Amadis passa la main sur son front ; il commençait à être chaud. Le Pr Mangemanche s’approcha de sa voiture.
— Venez m’aider, dit-il.
— Je ne peux pas, professeur, répondit Amadis. L’archéologue m’a planté là, et je ne peux plus me déplanter.
— C’est idiot, dit le Pr Mangemanche. C’est juste une façon qu’on a d’écrire.
— Vous croyez ? dit Amadis anxieux.
— Broutt ! dit le professeur, en soufflant brusquement au nez d’Amadis, qui eut très peur et se sauva en courant.
— Vous voyez ! lui cria Mangemanche.
Amadis revenait, l’air empoisonné.
— Est-ce que je peux vous aider, professeur ? proposa-t-il.
— Ah !.. dit Mangemanche. Enfin vous devenez conventionnel. Attrapez ça.
Il lui lança dans les bras une énorme caisse. Amadis la reçut, chancela, et se la laissa tomber sur le pied droit. Une minute plus tard, il faisait au professeur une imitation réellement convaincante du flamand zazou sur sa patte unique.
— Bien, dit Mangemanche qui se réinstallait au volant. Descendez-la jusqu’à l’hôtel. Vous m’y retrouverez.
Il secoua l’interne qui venait de s’assoupir.

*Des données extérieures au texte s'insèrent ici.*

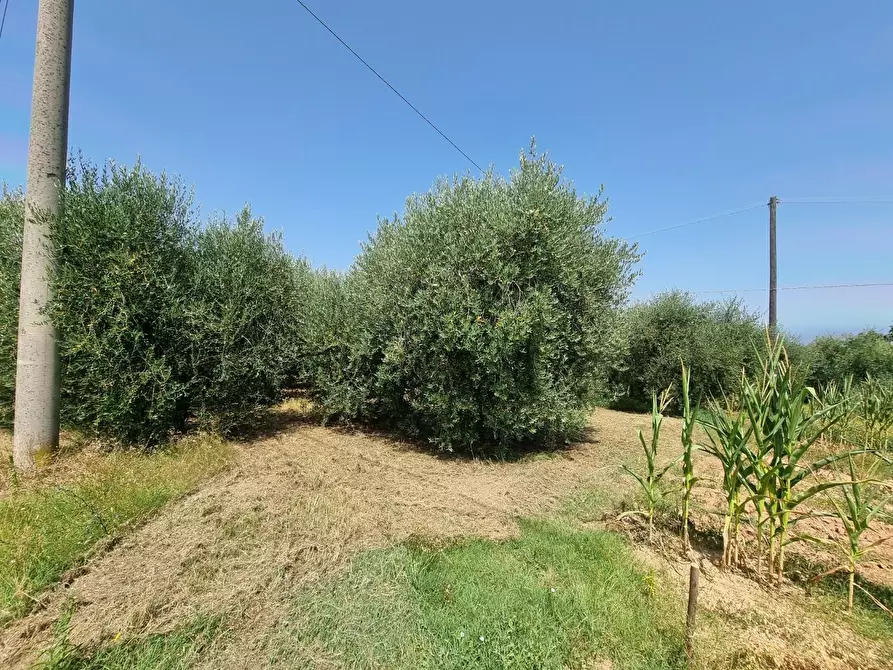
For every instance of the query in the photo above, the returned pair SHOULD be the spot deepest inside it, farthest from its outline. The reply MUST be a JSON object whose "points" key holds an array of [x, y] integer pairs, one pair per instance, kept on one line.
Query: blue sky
{"points": [[681, 110]]}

— Hé ! Vous !.. On est arrivés !
— Ah !.. soupira l’interne avec une expression de bonheur béat.
Et puis la voiture descendit la dune en trombe, et il plongea précipitamment dans sa serviette dégoûtante. Amadis regarda le derrière de la voiture et la caisse, et, en boitant, il entreprit de la charger sur ses épaules. Par malheur, il avait le dos rond.
VIII
Au-devant du convoi venait Athanagore, à pas menus, assortis à ses souliers pointus dont la tige de drap beige donnait à ces supports une dignité révolue. Sa culotte courte de toile bise laissait trois fois la place à ses genoux osseux de passer sans encombre et sa chemise kaki, décolorée par les mauvais traitements, blousait à la ceinture. Plus un casque colonial qui restait accroché dans sa tente. Donc, il ne le portait jamais. Il pensait à l’insolence d’Amadis et à comme quoi ce garçon méritait une leçon, ou plusieurs, et encore, ce ne serait pas suffisant. Il regardait par terre, ainsi font d’habitude les archéologues ; ils ne doivent rien négliger, car souvent une découverte est le fruit du hasard, qui rôde ordinairement au ras du sol, ainsi qu’en témoignent les écrits du moine Orthopompe ; ce dernier vivait au Xe siècle, dans un couvent de barbus dont il était le supérieur car lui seul savait calligraphier. Athanagore se rappelait le jour que Lardier venait de lui signaler la présence dans la région du sieur Amadis Dudu, et la lueur d’espoir allumée dans sa cervelle, si c’est là, entretenue par la découverte ultérieure du restaurant et que sa dernière conversation avec Amadis venait de ramener à son état initial d’extinction.